酒が進み、和気藹々と村人たちは肩を組んで踊っていた。
死にかけていた連中の印象はどこへいったやら。
「アクトレータ殿。酒は進んでいますかな?」と、長老はちょっかいをかける。
「俺、酒は呑めねぇ」
「そう言えば師匠って何歳ですか?」
「十五」
「未成年じゃ無いですか」
「そう言えばお前らの歳はいくつだ?」
ラスカは十歳。レミリアは十八歳。ニグルは約三百歳。
一部、予想外の例外がいたがドラゴンの基準は俺には分からない。
「酒の良さはまだ分からないが、肉なら分かる。ドンドン肉を持ってこい」
「は、はい」
村人たちは次々と焼いた肉を運ぶ。
今日はとことん食べてやる。俺の悪事に向けて。
その夜。日頃の疲れが溜まっていたこともあり、俺は久しぶりにぐっすり眠ることが出来た。
朝に起きるはずが、気づけば昼前。
「やべ。寝過ごした」
「アクト様。起きられましたか?」
目を覚ますとレミリアが横にいた。
「人質か。悪いな。支度していくか」
「まだ寝ていて構いませんよ。実はラスカちゃんが熱を出しちゃって今日は出られそうに無いです」
「熱? 大丈夫なのか?」
「はい。今はぐっすり眠っていますのでしばらくすれば元気になると思いますよ」
「そうか。ならもう少し寝かせてくれ。まだ疲れが取れていない」
「はい。おやすみなさい」
レミリアは俺の傍から離れようとしない。
頭を撫でてくるが、気が散ってなかなか眠れなかったが、寝たふりを続けた。
その翌日。俺の旅立ちの日を迎える。
いつか名前の通りの王国になって発展していくことを強く願いつつ、俺はこの街から旅立つことになる。

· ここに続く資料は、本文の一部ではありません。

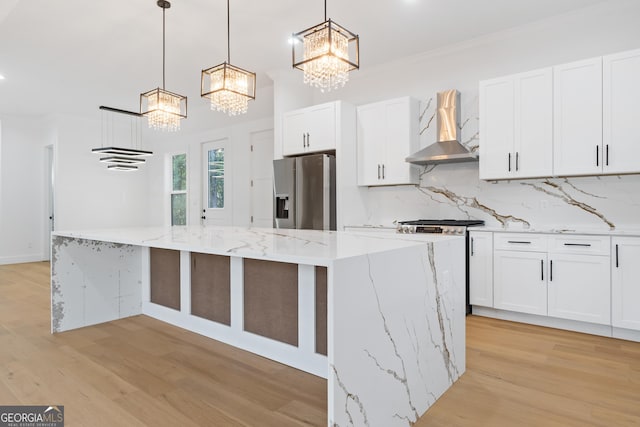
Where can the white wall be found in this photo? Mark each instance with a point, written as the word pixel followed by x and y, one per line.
pixel 22 191
pixel 455 190
pixel 87 195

「アクトレータ殿。もう出られるんですか? もう少しゆっくりしていけば良いのに」
「あぁ。だが、俺の目標はここでは留まらない。もっとでっかく俺の名前を多くの連中に切り刻みたいから」
「そうですか。頑張って下さい。我々も名前に恥じぬように発展していきます」
「この街を頼んだぞ。俺がまた戻ってきた時は大きくなっていることを願うよ」
「ありがたきお言葉。アクトレータ殿。いってらっしゃいませ」
「いってらっしゃいませ」
村人総出で俺を見送った。
またいつかここに戻ってくる時は俺も悪党として大きくなってやる。
そう心に刻んで街を後にした。
「アクト親分。次はどこにいくんですか?」
「そうだな。弟子! 次の行き先はどこがいい?」
「は、はい。えっと、次はここがいいかと」
マップを確認するとここから北に向かった街である。
「ここは?」
「勇者がランクアップを図る為に行くと言われている街です」
「勇者か。それは興味深い。よし。そこに行こう」
「「「はい」」」
弟子のラスカ。人質のレミリア。子分のニグルの三人を連れて俺の悪党としての冒険が加速しようとしていた。